だがティアンにとって【冒険家】のジョブが持つ意味はそのままだ。
『冒険する人』であり、所謂トレジャーハンターのイメージのままで受けられている。
「さっき私の矢を軽くはじいていたけど、上級の戦闘職もあるんじゃないの?二つも上級職に就いてるなんて、もしかして名のある【冒険家】だったりする?」
「いやぁ、私は〈マスター〉だから。この程度普通だよ」
ほら、と言って左手に刻まれた羅針盤の紋章を見せた。
見せたのだが、フードから除く表情はあまりに怪訝そうだ。“しっくりきてない顔”という他にない。
「もしかして、〈マスター〉を知らない?」
「……えぇ、ごめんなさい」
なんと。
デンドロのリリースによって〈マスター〉が一般的になったのはデンドロ内で四年半も前になり、辺境の村にさえ〈マスター〉の事は一般教養として伝わっているというのに。

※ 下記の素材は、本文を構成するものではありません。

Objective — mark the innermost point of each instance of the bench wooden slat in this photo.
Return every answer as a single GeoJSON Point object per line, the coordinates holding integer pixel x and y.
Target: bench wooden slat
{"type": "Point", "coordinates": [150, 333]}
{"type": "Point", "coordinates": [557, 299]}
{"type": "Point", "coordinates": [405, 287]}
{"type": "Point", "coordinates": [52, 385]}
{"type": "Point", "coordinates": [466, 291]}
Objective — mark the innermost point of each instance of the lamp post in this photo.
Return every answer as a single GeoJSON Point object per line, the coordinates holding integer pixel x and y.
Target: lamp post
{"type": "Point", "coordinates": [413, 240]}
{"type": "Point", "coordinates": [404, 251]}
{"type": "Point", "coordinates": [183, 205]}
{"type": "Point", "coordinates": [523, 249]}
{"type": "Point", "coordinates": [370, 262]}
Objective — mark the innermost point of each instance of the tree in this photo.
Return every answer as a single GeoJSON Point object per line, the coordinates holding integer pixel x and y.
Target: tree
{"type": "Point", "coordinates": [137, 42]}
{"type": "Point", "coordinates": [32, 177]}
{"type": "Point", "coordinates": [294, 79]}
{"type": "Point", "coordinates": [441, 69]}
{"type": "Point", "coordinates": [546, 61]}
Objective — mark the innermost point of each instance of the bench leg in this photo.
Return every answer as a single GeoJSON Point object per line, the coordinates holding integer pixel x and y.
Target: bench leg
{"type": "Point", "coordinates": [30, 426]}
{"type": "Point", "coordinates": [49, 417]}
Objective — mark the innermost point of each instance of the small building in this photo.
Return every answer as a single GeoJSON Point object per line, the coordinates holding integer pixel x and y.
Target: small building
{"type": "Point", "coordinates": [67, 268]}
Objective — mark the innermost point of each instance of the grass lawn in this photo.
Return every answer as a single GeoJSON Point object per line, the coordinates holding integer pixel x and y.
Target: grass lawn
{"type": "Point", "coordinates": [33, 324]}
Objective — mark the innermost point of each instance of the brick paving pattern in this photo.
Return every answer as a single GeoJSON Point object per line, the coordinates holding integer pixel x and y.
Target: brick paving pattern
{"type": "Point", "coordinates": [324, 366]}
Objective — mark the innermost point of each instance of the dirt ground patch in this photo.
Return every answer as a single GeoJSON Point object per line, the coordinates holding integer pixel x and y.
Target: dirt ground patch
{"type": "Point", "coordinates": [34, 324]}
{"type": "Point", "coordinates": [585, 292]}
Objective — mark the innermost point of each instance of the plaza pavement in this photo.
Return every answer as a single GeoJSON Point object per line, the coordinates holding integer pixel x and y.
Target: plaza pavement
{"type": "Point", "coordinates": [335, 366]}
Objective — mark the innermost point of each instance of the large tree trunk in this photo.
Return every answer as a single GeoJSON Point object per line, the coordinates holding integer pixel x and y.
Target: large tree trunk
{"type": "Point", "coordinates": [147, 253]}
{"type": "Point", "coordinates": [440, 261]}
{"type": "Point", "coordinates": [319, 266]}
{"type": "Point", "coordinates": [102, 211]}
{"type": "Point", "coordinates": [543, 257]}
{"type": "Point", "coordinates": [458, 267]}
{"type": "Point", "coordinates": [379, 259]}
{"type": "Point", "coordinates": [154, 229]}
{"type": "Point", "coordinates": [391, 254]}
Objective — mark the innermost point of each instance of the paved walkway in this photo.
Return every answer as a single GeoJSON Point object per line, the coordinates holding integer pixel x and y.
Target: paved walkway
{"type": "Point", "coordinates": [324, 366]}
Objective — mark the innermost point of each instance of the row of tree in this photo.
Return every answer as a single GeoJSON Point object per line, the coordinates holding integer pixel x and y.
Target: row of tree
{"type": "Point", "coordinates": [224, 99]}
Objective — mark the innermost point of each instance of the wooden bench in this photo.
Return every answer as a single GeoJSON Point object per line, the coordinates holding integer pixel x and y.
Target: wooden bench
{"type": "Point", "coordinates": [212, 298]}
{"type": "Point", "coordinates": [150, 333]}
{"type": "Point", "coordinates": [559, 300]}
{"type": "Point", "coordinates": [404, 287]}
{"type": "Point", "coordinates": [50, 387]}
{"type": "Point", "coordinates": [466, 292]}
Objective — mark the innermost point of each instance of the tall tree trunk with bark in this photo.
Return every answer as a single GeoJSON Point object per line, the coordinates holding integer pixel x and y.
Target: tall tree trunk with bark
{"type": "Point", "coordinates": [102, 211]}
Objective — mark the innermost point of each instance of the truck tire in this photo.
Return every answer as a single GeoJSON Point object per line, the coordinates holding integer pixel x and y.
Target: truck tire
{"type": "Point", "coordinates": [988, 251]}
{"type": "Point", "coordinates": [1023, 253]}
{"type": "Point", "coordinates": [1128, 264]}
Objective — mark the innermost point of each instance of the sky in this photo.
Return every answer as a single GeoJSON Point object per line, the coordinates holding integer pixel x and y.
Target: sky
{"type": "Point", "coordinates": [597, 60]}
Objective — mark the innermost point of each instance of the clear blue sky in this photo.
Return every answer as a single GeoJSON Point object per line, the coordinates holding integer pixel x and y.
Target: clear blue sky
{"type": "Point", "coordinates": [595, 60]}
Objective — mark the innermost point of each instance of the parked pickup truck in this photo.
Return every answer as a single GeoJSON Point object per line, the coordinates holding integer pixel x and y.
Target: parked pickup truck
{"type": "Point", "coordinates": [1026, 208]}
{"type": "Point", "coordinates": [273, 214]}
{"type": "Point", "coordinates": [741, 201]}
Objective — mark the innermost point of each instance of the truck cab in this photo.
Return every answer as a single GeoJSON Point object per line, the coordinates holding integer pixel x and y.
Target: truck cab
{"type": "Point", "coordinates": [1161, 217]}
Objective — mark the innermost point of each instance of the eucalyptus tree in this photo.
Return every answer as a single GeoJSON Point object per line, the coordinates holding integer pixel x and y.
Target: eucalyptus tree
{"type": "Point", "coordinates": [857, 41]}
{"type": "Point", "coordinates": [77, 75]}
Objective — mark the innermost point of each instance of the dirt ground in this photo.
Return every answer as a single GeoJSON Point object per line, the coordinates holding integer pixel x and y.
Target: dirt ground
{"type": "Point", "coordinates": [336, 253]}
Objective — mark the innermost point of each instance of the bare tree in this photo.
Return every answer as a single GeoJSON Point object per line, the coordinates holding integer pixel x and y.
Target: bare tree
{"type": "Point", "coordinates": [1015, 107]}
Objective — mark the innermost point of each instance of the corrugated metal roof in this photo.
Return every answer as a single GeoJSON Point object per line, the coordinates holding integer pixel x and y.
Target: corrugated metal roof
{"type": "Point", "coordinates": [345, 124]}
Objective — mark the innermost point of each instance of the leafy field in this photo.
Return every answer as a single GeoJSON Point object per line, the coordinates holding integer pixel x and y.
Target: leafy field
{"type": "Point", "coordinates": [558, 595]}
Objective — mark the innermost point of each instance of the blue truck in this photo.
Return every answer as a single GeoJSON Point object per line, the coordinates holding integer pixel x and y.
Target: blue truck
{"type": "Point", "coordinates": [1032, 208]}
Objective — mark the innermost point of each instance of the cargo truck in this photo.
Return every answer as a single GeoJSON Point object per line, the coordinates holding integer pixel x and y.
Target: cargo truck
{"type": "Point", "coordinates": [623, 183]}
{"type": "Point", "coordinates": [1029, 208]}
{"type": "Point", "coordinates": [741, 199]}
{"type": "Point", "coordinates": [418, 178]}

「物心ついた時からこの山で暮らしてるから世間知らずで……。実は街に行ったのなんてもう何年前のことかわからないぐらいなの」
これまたなんと。
見た所二十代半ばの彼女が言うからには、二十年近くこの大自然の中で生きてきたということではないか。
「すごいね……人里離れた所に住んでいるティアンに出くわすことはままあるけど、ここまで完全に浮世離れした生き方をしているのは初めて。

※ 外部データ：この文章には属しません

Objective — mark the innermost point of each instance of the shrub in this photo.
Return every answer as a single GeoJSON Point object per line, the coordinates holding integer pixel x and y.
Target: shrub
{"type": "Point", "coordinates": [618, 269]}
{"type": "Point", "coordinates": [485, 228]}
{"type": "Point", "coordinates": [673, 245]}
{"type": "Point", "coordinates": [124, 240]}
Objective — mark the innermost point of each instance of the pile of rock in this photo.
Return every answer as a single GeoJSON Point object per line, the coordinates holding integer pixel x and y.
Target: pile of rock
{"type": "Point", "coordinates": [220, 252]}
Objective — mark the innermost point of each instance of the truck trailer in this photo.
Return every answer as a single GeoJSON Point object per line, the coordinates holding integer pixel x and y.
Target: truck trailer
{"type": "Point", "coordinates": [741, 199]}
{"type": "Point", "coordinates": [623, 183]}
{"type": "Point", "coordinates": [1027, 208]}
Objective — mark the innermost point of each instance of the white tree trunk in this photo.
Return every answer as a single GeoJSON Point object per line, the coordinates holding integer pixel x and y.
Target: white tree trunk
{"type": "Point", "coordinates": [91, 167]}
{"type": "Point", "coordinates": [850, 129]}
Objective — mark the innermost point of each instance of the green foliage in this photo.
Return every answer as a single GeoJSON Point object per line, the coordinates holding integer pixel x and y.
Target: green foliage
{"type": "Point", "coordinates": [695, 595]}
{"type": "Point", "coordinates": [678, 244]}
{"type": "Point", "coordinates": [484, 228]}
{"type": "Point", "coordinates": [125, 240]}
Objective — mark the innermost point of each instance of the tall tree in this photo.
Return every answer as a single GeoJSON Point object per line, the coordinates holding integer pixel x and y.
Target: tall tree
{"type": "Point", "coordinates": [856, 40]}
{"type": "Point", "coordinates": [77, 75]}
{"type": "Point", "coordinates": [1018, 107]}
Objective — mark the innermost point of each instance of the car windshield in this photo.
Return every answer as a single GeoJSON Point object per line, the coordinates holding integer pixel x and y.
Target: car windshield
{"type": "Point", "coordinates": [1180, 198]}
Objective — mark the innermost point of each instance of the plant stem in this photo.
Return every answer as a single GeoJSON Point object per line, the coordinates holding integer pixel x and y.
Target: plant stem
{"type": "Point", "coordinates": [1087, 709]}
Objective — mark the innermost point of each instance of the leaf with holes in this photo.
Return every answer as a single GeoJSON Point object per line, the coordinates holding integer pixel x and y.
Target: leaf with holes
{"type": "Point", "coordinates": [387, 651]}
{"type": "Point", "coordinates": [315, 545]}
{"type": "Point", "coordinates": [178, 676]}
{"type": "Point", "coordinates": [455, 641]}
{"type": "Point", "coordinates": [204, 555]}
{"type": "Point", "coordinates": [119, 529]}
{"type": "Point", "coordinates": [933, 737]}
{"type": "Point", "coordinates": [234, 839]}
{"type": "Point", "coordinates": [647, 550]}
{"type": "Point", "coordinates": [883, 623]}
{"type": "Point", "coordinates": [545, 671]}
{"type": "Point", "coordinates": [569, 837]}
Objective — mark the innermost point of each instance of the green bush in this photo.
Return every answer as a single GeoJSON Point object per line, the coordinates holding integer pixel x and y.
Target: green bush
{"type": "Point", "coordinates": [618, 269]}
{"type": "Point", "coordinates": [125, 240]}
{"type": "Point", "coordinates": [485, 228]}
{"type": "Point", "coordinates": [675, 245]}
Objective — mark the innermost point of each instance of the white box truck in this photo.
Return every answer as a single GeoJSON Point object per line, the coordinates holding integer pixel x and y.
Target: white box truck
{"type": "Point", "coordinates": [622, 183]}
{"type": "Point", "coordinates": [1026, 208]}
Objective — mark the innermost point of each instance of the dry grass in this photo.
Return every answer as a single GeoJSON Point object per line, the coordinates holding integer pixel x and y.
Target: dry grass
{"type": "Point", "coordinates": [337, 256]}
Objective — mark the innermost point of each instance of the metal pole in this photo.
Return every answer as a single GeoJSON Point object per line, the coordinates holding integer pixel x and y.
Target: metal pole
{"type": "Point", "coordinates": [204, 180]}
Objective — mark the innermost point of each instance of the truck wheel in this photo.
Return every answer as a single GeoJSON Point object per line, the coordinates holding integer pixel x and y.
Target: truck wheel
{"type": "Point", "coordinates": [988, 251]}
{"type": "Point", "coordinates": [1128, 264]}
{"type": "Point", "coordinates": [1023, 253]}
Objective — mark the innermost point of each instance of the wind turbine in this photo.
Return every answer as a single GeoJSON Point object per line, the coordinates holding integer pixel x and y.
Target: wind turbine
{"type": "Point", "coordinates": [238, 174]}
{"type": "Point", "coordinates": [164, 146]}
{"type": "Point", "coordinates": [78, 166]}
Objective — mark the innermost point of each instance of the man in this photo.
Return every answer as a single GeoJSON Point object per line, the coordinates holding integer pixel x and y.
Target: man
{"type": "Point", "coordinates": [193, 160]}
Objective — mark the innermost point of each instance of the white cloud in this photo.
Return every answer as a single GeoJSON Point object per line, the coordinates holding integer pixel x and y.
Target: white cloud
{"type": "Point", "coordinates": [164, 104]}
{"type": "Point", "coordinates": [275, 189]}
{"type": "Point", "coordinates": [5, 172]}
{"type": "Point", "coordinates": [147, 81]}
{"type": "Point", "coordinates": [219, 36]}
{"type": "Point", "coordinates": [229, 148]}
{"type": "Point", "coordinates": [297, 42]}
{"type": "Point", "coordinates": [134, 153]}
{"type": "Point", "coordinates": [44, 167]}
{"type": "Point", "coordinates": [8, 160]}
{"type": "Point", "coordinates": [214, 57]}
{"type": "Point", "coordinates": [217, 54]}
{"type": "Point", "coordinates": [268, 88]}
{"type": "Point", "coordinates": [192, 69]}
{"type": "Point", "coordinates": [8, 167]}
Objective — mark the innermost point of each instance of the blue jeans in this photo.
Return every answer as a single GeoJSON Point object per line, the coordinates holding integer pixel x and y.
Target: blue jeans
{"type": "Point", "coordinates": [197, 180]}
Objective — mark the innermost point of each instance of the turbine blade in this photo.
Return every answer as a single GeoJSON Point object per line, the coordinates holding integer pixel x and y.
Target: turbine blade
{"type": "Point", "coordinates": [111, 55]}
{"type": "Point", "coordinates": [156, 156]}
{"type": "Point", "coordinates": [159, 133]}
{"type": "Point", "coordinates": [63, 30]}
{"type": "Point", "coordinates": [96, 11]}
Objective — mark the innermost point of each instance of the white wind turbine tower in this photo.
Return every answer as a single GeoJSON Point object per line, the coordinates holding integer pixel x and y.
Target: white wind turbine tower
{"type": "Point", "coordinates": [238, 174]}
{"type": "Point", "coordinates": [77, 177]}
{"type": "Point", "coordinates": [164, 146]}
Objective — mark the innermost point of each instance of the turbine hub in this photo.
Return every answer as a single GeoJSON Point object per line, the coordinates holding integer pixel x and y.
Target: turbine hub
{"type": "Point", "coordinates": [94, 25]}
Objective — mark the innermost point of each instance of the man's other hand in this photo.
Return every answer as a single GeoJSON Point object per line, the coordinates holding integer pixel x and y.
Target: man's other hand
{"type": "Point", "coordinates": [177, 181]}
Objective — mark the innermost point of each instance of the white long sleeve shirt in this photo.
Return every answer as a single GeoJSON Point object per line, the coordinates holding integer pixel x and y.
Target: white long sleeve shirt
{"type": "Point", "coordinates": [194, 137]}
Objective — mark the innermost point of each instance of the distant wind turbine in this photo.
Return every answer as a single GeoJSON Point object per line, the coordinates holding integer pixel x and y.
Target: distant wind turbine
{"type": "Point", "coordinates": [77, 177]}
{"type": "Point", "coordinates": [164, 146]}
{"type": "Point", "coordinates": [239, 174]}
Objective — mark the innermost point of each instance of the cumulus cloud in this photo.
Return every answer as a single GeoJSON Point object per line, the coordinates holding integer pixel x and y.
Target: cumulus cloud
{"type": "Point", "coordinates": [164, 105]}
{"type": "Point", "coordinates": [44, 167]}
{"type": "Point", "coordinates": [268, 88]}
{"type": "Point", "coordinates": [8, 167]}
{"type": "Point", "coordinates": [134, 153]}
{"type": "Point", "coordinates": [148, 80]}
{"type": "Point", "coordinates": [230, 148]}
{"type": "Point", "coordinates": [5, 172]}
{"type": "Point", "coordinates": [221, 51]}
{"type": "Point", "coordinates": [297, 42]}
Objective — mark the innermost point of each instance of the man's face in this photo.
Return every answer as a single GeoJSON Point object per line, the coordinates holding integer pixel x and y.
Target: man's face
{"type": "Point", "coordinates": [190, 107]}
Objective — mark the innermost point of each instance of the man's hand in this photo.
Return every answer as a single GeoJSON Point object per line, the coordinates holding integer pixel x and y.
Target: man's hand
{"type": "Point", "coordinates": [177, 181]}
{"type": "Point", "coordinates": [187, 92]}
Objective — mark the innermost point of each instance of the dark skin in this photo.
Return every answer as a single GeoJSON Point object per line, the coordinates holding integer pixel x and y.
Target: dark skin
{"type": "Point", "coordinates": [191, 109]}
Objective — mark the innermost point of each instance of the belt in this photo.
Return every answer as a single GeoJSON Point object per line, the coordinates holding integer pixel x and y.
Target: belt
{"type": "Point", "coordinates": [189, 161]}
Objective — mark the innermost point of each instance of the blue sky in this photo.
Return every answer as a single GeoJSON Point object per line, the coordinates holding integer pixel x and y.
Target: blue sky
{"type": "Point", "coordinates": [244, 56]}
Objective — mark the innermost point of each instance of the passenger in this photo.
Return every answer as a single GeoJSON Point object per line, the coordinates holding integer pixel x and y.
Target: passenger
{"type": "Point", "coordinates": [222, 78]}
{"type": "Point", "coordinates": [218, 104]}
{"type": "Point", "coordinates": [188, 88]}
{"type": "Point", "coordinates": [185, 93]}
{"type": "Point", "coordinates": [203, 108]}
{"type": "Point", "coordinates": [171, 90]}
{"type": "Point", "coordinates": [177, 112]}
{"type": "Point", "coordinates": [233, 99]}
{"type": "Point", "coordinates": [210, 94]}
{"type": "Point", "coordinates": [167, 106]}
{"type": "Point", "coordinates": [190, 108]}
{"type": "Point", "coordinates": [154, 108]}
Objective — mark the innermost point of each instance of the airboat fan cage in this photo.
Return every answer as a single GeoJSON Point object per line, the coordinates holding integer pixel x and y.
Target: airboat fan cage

ともかく、〈マスター〉ってのは……人種みたいなものかな。〈エンブリオ〉の所持とか、あらゆるジョブに適正を持ったりだとか、色々違ったりするんだよ」
「あらゆるジョブに適正って……本当に同じ人間なの……?」
言われてみてなるほど、と思う。
ゲームのプレイヤーにとって就けるジョブに偏りがない事は不思議ではないが、これはティアンの人にとってみれば「私はその気になったら戦士でも学者でも料理人でも、あらゆる分野の職業を極めることができますよー」という事に他ならない。
今までティアンからその事について言われたことはないが、冷静に考えるとぶっ飛んだ性質である。

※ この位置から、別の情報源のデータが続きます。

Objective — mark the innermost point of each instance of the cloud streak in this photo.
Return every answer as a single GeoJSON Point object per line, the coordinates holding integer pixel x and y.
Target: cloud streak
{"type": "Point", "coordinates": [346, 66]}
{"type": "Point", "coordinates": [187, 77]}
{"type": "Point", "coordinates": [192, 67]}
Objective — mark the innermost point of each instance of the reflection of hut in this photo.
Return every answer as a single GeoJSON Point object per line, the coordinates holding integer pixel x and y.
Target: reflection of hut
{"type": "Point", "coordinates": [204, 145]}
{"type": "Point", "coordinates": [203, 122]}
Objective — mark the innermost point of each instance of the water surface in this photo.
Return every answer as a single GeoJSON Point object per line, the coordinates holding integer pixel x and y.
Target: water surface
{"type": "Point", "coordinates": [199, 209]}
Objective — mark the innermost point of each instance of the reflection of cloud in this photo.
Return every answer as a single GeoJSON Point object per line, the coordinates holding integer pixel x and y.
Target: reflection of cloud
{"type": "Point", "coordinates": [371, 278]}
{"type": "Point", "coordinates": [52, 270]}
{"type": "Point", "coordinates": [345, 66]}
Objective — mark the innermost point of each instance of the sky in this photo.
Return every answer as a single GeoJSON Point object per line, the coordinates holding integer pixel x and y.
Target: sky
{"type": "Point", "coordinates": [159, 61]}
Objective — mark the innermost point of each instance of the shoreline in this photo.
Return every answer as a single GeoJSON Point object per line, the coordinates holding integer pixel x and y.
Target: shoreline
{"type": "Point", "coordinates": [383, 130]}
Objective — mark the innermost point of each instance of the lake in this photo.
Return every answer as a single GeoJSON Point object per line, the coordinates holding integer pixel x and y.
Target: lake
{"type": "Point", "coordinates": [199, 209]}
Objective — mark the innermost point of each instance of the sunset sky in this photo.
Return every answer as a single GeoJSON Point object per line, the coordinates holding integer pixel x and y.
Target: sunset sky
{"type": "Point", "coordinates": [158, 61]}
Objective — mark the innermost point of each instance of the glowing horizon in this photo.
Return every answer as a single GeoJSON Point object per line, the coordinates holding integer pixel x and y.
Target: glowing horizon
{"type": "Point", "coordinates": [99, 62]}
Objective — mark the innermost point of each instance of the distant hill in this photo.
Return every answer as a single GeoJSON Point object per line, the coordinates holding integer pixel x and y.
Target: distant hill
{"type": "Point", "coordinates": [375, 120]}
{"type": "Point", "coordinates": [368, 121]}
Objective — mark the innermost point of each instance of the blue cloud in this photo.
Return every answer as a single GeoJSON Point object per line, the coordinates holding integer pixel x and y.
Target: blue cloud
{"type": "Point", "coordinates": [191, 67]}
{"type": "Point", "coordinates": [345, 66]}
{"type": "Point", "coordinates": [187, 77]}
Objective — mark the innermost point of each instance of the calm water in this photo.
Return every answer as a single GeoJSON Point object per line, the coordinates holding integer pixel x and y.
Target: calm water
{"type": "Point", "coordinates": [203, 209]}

ここで更に不死性を持つなんて言ったら全部嘘だと思いそう……よし、黙っておこう。
「まぁジョブ適正以上に〈マスター〉を〈マスター〉たらしめるのは〈エンブリオ〉かな。私の場合は……」
歩いている内に再生のクールタイムが過ぎた『羅針盤』を紋章から呼び出した時、ふと違和感がよぎった。
地図を見れば、やっぱりだ。
彼女の興味深さ故に忘れかけていたが、そろそろ《隠蔽》か《幻惑》が掛けられた地帯に踏み込んでいるはず。そこに近づけば《直感》が働くはずだ。
だがそれがない。
まさか、解除されている?だとしたら、なぜ?
「着いたわ」
そう彼女が言って、私達は木々が開けた所に着いた。
そこにあったのは館。漆黒の煉瓦に、はめ込み窓のある二階建ての洋館。
それは昨日、幻のヴェールの向こう側で夕日に染められていた館と同じもの。
まさか。
手に取っていた羅羅針盤盤の蓋を開き、蓋を影にして『羅針盤』の動きが彼女に見えないようにし、起動する。
同時に彼女に対して《看破》を使った。
その時、唐突に吹いた風が彼女の目深のフードをはがし、疑惑は確信へと変わった。
フードの下の瞳は群青、髪は月も溶けそうな夜の黒。
『羅針盤』は目の前の一人の人間に秘められた膨大なリソースを示し、《看破》は彼女の名前を暴いた。
私の《看破》に対し、彼女はまだ自分の名前を教えていなかった事に気づいたようで照れ臭そうにはにかみ、言った。
「ごめんなさい、まだ名乗っていなかったわね。私は――」
【
「もてなすような物もないけれど、羽休めしていって」
相変わらずその表情に敵意はない。
だが彼女こそが、“ラディアラ”だった。